Slate‘s Matt Yglesias has written a post on the policies of the European Central Bank that makes such abundant good sense that I’m going to quote it at some length:
The overwhelming conventional wisdom among elites in Europe and the United States is that Europe suffers from overregulated labor markets….And the deeper the crisis has gotten, the more the European Central Bank has gotten itself involved with this question. Instead of pursuing a single mandate of price stability or a dual mandate of prices and employment, it’s implementing a two-target strategy that involves price controls and specific political outcomes. Basically countries that implement structural policies that ECB staffers favor are rewarded with less-inappropriate monetary conditions, and countries that challenge the ECB consensus are punished.

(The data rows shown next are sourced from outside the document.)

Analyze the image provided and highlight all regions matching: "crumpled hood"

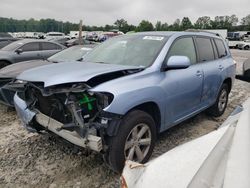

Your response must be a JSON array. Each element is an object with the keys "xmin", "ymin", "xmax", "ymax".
[
  {"xmin": 0, "ymin": 60, "xmax": 52, "ymax": 78},
  {"xmin": 17, "ymin": 61, "xmax": 141, "ymax": 87}
]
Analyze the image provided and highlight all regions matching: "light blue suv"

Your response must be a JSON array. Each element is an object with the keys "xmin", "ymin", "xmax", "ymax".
[{"xmin": 14, "ymin": 31, "xmax": 236, "ymax": 172}]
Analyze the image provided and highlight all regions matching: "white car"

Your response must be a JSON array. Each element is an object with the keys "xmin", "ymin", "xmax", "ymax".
[
  {"xmin": 237, "ymin": 40, "xmax": 250, "ymax": 50},
  {"xmin": 121, "ymin": 98, "xmax": 250, "ymax": 188},
  {"xmin": 45, "ymin": 32, "xmax": 66, "ymax": 40}
]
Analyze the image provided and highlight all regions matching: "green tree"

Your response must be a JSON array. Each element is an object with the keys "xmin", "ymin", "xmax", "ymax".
[
  {"xmin": 195, "ymin": 16, "xmax": 211, "ymax": 29},
  {"xmin": 229, "ymin": 14, "xmax": 238, "ymax": 26},
  {"xmin": 181, "ymin": 17, "xmax": 192, "ymax": 30},
  {"xmin": 210, "ymin": 15, "xmax": 238, "ymax": 30},
  {"xmin": 155, "ymin": 21, "xmax": 162, "ymax": 31},
  {"xmin": 114, "ymin": 19, "xmax": 130, "ymax": 33},
  {"xmin": 168, "ymin": 19, "xmax": 181, "ymax": 31},
  {"xmin": 155, "ymin": 21, "xmax": 168, "ymax": 31},
  {"xmin": 242, "ymin": 14, "xmax": 250, "ymax": 25},
  {"xmin": 136, "ymin": 20, "xmax": 154, "ymax": 32}
]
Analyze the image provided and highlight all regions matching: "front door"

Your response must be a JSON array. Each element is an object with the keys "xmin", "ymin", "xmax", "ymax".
[
  {"xmin": 13, "ymin": 42, "xmax": 42, "ymax": 63},
  {"xmin": 160, "ymin": 36, "xmax": 203, "ymax": 129}
]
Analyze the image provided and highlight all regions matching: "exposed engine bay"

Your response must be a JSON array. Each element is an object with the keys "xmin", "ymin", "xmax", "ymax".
[
  {"xmin": 13, "ymin": 64, "xmax": 143, "ymax": 154},
  {"xmin": 21, "ymin": 81, "xmax": 115, "ymax": 136}
]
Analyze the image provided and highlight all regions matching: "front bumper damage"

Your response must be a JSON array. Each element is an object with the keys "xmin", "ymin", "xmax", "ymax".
[{"xmin": 14, "ymin": 93, "xmax": 103, "ymax": 152}]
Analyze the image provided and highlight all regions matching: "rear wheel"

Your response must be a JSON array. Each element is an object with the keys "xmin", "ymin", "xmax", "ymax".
[
  {"xmin": 105, "ymin": 110, "xmax": 156, "ymax": 173},
  {"xmin": 207, "ymin": 84, "xmax": 229, "ymax": 117},
  {"xmin": 244, "ymin": 46, "xmax": 250, "ymax": 50},
  {"xmin": 0, "ymin": 61, "xmax": 10, "ymax": 69}
]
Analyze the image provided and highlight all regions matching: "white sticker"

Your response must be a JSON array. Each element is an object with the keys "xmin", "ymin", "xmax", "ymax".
[{"xmin": 143, "ymin": 36, "xmax": 164, "ymax": 41}]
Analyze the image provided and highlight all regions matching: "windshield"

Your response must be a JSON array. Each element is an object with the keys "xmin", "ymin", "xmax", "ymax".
[
  {"xmin": 1, "ymin": 41, "xmax": 24, "ymax": 51},
  {"xmin": 83, "ymin": 34, "xmax": 168, "ymax": 67},
  {"xmin": 48, "ymin": 45, "xmax": 92, "ymax": 62}
]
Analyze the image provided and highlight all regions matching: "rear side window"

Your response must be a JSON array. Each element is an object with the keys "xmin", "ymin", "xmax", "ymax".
[
  {"xmin": 41, "ymin": 42, "xmax": 61, "ymax": 50},
  {"xmin": 21, "ymin": 42, "xmax": 40, "ymax": 52},
  {"xmin": 196, "ymin": 37, "xmax": 214, "ymax": 62},
  {"xmin": 167, "ymin": 37, "xmax": 197, "ymax": 64},
  {"xmin": 214, "ymin": 39, "xmax": 227, "ymax": 58}
]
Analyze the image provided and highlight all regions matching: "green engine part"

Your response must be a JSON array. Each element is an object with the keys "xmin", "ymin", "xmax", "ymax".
[{"xmin": 79, "ymin": 94, "xmax": 96, "ymax": 111}]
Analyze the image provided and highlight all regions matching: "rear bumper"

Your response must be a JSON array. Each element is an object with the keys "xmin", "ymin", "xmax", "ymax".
[{"xmin": 14, "ymin": 93, "xmax": 103, "ymax": 152}]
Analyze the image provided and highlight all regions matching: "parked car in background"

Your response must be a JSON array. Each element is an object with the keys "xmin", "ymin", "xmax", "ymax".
[
  {"xmin": 65, "ymin": 38, "xmax": 96, "ymax": 47},
  {"xmin": 0, "ymin": 38, "xmax": 19, "ymax": 49},
  {"xmin": 0, "ymin": 32, "xmax": 19, "ymax": 49},
  {"xmin": 0, "ymin": 33, "xmax": 13, "ymax": 38},
  {"xmin": 47, "ymin": 37, "xmax": 69, "ymax": 46},
  {"xmin": 0, "ymin": 39, "xmax": 65, "ymax": 69},
  {"xmin": 14, "ymin": 31, "xmax": 235, "ymax": 172},
  {"xmin": 45, "ymin": 32, "xmax": 66, "ymax": 40},
  {"xmin": 227, "ymin": 31, "xmax": 250, "ymax": 48},
  {"xmin": 237, "ymin": 40, "xmax": 250, "ymax": 50},
  {"xmin": 0, "ymin": 45, "xmax": 93, "ymax": 106}
]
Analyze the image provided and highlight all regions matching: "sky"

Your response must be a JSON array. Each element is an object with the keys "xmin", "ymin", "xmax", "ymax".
[{"xmin": 0, "ymin": 0, "xmax": 249, "ymax": 26}]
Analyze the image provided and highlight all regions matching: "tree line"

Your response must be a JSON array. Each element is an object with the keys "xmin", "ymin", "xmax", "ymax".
[{"xmin": 0, "ymin": 14, "xmax": 250, "ymax": 34}]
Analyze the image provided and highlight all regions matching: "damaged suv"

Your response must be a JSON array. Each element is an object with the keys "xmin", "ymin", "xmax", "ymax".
[{"xmin": 14, "ymin": 32, "xmax": 235, "ymax": 172}]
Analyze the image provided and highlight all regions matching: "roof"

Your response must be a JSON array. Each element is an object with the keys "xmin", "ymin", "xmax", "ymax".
[{"xmin": 130, "ymin": 31, "xmax": 223, "ymax": 39}]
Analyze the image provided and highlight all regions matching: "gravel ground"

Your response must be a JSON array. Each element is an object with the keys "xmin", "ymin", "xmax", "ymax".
[{"xmin": 0, "ymin": 49, "xmax": 250, "ymax": 188}]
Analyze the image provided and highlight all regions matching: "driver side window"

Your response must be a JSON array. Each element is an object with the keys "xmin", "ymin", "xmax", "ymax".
[{"xmin": 166, "ymin": 37, "xmax": 197, "ymax": 64}]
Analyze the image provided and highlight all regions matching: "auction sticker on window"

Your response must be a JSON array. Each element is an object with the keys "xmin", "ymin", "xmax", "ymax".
[{"xmin": 143, "ymin": 36, "xmax": 164, "ymax": 41}]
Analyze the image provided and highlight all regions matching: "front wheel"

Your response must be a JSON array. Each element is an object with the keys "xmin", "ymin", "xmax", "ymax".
[
  {"xmin": 0, "ymin": 61, "xmax": 10, "ymax": 69},
  {"xmin": 244, "ymin": 46, "xmax": 250, "ymax": 50},
  {"xmin": 105, "ymin": 110, "xmax": 156, "ymax": 173},
  {"xmin": 207, "ymin": 84, "xmax": 229, "ymax": 117}
]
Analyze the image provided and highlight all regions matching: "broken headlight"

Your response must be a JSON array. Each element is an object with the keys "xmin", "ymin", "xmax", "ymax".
[
  {"xmin": 6, "ymin": 79, "xmax": 27, "ymax": 91},
  {"xmin": 94, "ymin": 92, "xmax": 114, "ymax": 109}
]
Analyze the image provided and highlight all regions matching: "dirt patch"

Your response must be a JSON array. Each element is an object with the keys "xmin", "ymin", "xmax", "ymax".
[{"xmin": 0, "ymin": 50, "xmax": 250, "ymax": 188}]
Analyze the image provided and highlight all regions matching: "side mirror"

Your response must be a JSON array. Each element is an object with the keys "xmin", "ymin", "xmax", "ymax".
[
  {"xmin": 162, "ymin": 56, "xmax": 191, "ymax": 70},
  {"xmin": 15, "ymin": 49, "xmax": 23, "ymax": 54}
]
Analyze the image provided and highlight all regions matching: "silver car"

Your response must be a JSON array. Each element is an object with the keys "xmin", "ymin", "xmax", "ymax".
[
  {"xmin": 0, "ymin": 45, "xmax": 93, "ymax": 106},
  {"xmin": 0, "ymin": 39, "xmax": 65, "ymax": 69}
]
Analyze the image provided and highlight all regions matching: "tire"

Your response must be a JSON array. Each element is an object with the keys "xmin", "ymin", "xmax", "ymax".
[
  {"xmin": 0, "ymin": 61, "xmax": 10, "ymax": 69},
  {"xmin": 207, "ymin": 84, "xmax": 229, "ymax": 117},
  {"xmin": 244, "ymin": 46, "xmax": 249, "ymax": 50},
  {"xmin": 105, "ymin": 110, "xmax": 157, "ymax": 173}
]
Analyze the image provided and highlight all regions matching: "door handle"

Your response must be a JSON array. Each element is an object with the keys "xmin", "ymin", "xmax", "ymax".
[{"xmin": 196, "ymin": 70, "xmax": 202, "ymax": 77}]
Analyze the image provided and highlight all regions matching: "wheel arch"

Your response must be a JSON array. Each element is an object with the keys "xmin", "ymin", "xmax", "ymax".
[
  {"xmin": 126, "ymin": 101, "xmax": 161, "ymax": 133},
  {"xmin": 223, "ymin": 77, "xmax": 232, "ymax": 92}
]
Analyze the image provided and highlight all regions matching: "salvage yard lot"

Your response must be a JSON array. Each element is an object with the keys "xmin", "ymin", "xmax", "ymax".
[{"xmin": 0, "ymin": 49, "xmax": 250, "ymax": 188}]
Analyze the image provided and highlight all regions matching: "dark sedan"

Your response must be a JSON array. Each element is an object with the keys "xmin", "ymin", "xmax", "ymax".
[
  {"xmin": 0, "ymin": 45, "xmax": 93, "ymax": 106},
  {"xmin": 0, "ymin": 32, "xmax": 19, "ymax": 49},
  {"xmin": 0, "ymin": 39, "xmax": 66, "ymax": 69}
]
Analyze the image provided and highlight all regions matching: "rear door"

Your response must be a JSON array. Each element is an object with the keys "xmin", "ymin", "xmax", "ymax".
[
  {"xmin": 40, "ymin": 42, "xmax": 63, "ymax": 59},
  {"xmin": 195, "ymin": 37, "xmax": 224, "ymax": 106},
  {"xmin": 161, "ymin": 36, "xmax": 204, "ymax": 127},
  {"xmin": 13, "ymin": 42, "xmax": 41, "ymax": 62}
]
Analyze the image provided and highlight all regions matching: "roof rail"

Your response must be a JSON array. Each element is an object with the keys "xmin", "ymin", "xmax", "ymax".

This is contrary to democratic values, plainly incompatible with sound monetary practice, and a terrible way to encourage sound structural reforms to boot.
A much much better path would be for the central bank to simply say there are some things it can guarantee and other things it cannot guarantee. High on the list of things the ECB can guarantee are robust continent-wide growth in nominal gross domestic product. Among the things the ECB cannot guarantee is the split between real output and inflation. A country that combines rapid NGDP growth with bad labor market policies will have a lot of inflation. A country that combines rapid NGDP growth with good labor market policies will have a lot of real growth. But the genius of this is that it’s true by definition and doesn’t require us to work out in advance which labor market policies are good and which are bad. Presumably people prefer to live in a country where nominal growth turns into real output rather than higher prices. But if the political system doesn’t deliver that outcome, that’s for the political system to work out.
Instead, the ECB is refusing to deliver what it’s supposed to deliver—nominal growth—and instead mucking around in decisions that should be none of its business, and it’s doing so in a way that’s going to make it impossible to tell which policies are actually working.
For all the perils involved in politicians trying to be bankers, bankers trying to be politicians–unelected politicians at that–is almost invariably worse.